Let's build a nearest neighbours regression model to predict the MPG of a car based on its other attributes. scikit-learn
supports decision tree functionality via the neighbors
subpackage. This subpackage supports both nearest neighbours regression and classification. We can use the KNeighborsRegressor
class to build our model.
KNeighborsRegressor
accepts a number of different hyperparameters and the model we build may be more or less accurate depending on their values. We can get a list of these modelling parameters using the get_params
method of the estimator (this works on any scikit-learn
estimator), like this:
In [ ]:
KNeighborsRegressor().get_params()
You can find a more detailed description of each parameter in the scikit-learn
documentation.
As we are dealing with several features of different scales, we should also rescale our features before fitting the model as the distance measures used by nearest neighbours can be sensitive to this. One way to do this is by standardizing the features prior to fitting the model using the StandardScaler
class. As with the classification example, we can create a pipeline to capture the series of transformation operations we want to apply before fitting the model, as shown below.
Let's use a grid search to select the optimal nearest neighbours regression model from a set of candidates. As before, we first define the parameter grid. Then, we can use a grid search to select the best model via an inner cross validation and an outer cross validation to measure the accuracy of the selected model.
In [ ]:
X = df.drop('mpg', axis='columns') # X = features
y = df['mpg'] # y = prediction target
pipeline = make_pipeline(
StandardScaler(),
KNeighborsRegressor()
)
# Build models for different values of n_neighbors (k), distance metric and weight scheme
parameters = {
'kneighborsregressor__n_neighbors': [2, 5, 10, 15, 20],
'kneighborsregressor__metric': ['manhattan', 'euclidean'],
'kneighborsregressor__weights': ['uniform', 'distance']
}
# Use inner CV to select the best model
inner_cv = KFold(n_splits=5, shuffle=True, random_state=0) # K = 5
clf = GridSearchCV(pipeline, parameters, cv=inner_cv, n_jobs=-1) # n_jobs=-1 uses all available CPUs = faster
clf.fit(X, y)
# Use outer CV to evaluate the error of the best model
outer_cv = KFold(n_splits=10, shuffle=True, random_state=0) # K = 10, doesn't have to be the same
y_pred = cross_val_predict(clf, X, y, cv=outer_cv)
# Print the results
print('Mean absolute error: %f' % mean_absolute_error(y, y_pred))

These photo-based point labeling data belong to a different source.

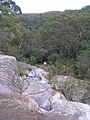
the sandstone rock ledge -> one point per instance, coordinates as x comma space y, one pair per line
17, 103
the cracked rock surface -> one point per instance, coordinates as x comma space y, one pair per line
23, 98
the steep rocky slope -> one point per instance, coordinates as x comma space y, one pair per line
36, 101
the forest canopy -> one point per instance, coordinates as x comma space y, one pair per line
62, 39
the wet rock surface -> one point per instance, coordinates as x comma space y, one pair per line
25, 98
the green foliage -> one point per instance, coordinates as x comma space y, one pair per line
60, 38
68, 89
21, 71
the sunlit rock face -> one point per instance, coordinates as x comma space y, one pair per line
22, 98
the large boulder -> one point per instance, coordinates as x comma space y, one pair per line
28, 99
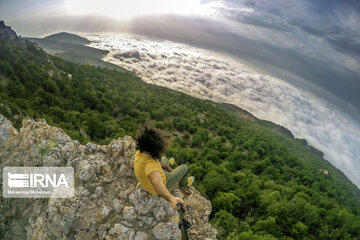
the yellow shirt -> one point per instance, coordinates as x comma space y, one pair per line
144, 164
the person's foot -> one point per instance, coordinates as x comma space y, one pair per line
191, 180
186, 191
172, 161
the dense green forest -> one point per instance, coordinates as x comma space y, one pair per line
263, 183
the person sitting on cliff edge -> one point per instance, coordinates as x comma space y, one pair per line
154, 175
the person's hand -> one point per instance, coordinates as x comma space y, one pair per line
174, 201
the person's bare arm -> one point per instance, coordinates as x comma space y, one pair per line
160, 188
165, 166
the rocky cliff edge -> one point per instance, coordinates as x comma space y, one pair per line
107, 204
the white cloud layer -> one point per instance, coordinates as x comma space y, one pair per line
208, 75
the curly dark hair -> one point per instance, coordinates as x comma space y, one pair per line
151, 140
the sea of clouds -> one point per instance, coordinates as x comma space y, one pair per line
208, 75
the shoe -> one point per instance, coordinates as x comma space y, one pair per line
186, 191
191, 180
172, 161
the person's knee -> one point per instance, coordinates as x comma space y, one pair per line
184, 167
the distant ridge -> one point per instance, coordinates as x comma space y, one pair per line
72, 47
68, 38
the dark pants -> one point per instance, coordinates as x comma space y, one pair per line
178, 175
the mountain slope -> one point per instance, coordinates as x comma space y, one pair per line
262, 183
73, 48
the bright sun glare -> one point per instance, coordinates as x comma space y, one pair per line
121, 9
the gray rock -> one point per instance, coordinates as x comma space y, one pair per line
166, 231
129, 213
142, 236
104, 184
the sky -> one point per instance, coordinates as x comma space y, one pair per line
313, 45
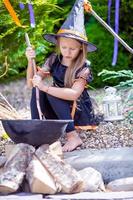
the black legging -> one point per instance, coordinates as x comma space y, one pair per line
52, 108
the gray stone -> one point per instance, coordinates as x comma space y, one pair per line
22, 196
123, 184
2, 160
113, 163
95, 195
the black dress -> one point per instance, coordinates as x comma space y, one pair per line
55, 108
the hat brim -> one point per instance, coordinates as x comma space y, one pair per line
53, 38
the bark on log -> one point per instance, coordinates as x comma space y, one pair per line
93, 181
15, 168
63, 173
39, 179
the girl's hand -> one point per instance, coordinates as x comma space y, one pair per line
30, 53
37, 82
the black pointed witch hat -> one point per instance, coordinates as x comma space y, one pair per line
73, 27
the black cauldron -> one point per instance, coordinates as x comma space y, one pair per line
35, 132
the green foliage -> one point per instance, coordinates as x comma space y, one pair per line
49, 16
12, 37
127, 75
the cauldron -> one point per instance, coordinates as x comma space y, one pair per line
35, 132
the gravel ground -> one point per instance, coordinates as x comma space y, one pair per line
107, 134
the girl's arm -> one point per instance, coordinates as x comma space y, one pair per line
63, 93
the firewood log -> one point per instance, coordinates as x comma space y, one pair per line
63, 173
15, 168
40, 181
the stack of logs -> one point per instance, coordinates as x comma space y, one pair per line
43, 169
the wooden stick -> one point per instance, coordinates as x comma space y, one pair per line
41, 116
88, 8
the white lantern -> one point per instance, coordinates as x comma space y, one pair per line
112, 105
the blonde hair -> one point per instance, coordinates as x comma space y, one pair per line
76, 65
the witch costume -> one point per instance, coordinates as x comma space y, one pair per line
56, 108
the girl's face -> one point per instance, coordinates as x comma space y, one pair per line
69, 48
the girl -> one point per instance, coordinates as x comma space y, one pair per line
70, 72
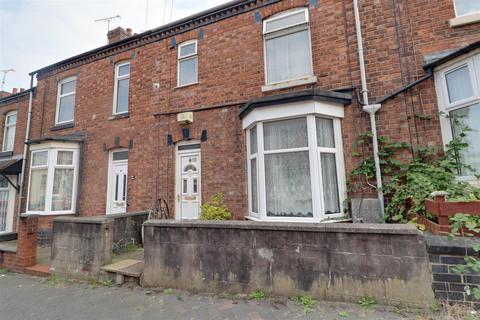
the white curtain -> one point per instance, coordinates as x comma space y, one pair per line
470, 117
62, 189
288, 56
459, 84
285, 134
38, 188
287, 184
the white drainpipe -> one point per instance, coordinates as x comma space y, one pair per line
370, 109
25, 151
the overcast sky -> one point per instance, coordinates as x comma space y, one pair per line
36, 33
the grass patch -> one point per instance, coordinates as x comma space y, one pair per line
307, 302
257, 295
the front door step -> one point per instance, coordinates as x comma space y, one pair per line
123, 270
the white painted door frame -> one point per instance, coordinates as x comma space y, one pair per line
179, 177
112, 165
10, 205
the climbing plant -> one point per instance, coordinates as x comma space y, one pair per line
409, 183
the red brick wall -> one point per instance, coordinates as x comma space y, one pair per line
231, 69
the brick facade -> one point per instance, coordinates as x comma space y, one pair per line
397, 36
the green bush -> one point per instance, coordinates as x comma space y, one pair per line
214, 209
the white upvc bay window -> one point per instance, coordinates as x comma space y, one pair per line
287, 45
295, 167
458, 91
53, 178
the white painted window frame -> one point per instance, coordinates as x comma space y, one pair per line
186, 58
462, 15
289, 29
326, 110
115, 87
472, 60
53, 149
60, 95
8, 126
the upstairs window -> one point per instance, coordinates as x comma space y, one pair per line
458, 90
288, 53
66, 100
187, 63
466, 7
122, 86
9, 132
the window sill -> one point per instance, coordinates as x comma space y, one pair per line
289, 84
5, 154
187, 85
464, 20
119, 116
333, 219
63, 126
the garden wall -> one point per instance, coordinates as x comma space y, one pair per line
340, 262
82, 245
444, 254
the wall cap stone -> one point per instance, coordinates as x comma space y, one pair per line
290, 226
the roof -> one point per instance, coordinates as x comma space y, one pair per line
192, 22
16, 95
311, 94
75, 137
11, 166
452, 55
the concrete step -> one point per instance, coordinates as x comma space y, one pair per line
38, 270
125, 270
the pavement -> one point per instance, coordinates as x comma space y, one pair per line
25, 297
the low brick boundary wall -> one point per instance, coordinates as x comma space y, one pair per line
341, 262
25, 253
82, 245
444, 254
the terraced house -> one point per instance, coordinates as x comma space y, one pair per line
261, 100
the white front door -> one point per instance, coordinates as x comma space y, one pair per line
117, 182
7, 203
188, 183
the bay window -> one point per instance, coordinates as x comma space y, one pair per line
288, 54
53, 179
295, 168
458, 91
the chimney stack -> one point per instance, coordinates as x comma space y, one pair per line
118, 34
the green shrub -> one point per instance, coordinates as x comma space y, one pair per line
214, 209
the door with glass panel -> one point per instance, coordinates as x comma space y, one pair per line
118, 181
188, 196
7, 201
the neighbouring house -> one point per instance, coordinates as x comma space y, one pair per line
259, 100
14, 109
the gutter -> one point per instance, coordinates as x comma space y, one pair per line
370, 109
25, 152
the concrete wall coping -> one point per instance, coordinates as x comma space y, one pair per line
290, 226
98, 219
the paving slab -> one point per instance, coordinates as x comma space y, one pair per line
23, 297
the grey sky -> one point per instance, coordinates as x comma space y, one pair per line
36, 33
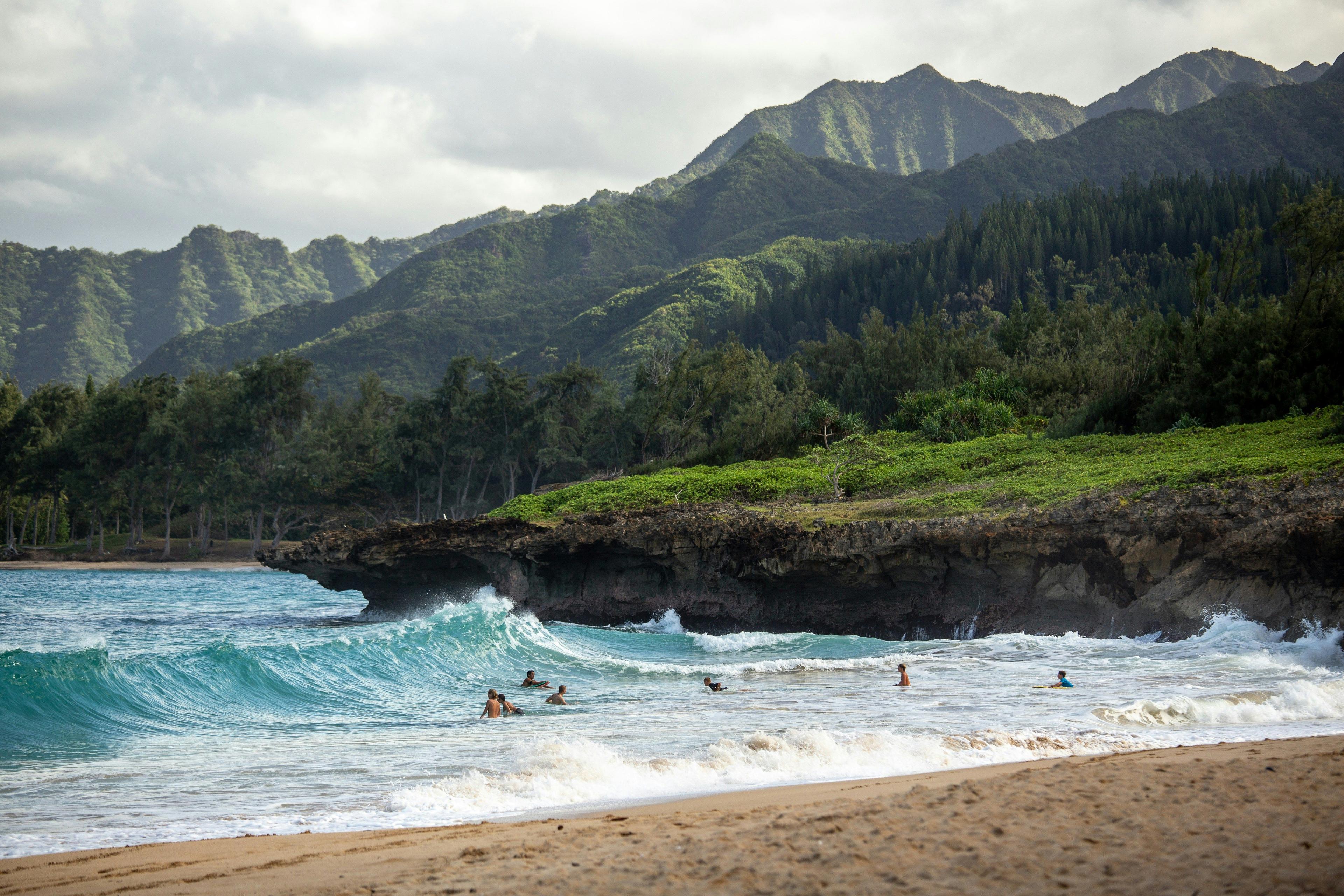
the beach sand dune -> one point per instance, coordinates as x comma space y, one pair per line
1233, 819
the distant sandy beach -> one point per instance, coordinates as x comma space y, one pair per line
1259, 817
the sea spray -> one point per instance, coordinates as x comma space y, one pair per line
176, 706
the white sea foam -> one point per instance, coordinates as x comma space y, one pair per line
667, 624
1296, 702
584, 773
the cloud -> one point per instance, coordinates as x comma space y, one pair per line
124, 123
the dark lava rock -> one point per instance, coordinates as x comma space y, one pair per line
1100, 566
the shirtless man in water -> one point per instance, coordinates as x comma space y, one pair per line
905, 679
530, 681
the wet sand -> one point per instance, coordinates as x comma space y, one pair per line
1261, 817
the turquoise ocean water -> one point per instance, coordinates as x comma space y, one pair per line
170, 706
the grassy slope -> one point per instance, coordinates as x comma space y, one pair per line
918, 479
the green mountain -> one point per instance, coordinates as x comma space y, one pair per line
1335, 75
509, 287
607, 282
1307, 72
916, 121
66, 314
1190, 80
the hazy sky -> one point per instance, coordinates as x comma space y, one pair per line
126, 123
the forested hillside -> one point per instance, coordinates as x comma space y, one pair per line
1190, 80
509, 287
1170, 307
66, 314
916, 121
527, 290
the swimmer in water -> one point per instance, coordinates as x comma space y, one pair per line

print('Standard deviation of the error: %f' % (y - y_pred).std())
ax = (y - y_pred).hist()
ax.set(
title='Distribution of errors for the nearest neighbours regression model',
xlabel='Error'
);
Our nearest neighbors regression model predicts the MPG with an average error of approximately ±1.99 with a standard deviation of 2.85, which is better than our final linear regression model from Lab 06 and comparable to our random forest regression model from Lab 07b. It's also worth noting that we were able to achieve this level of accuracy with very little feature engineering effort (albeit a little more than with decision tree regression). This is because the nearest neighbours algorithm does not rely on the same set of assumptions (e.g. linearity) as linear regression, and so is able to learn from data with less manual tuning.
We can check the parameters that led to the best model via the best_params_
attribute of the output of our grid search, as follows:
In [ ]:
clf.best_params_
Further improvements can be made by expanding the ranges of parameter grid values.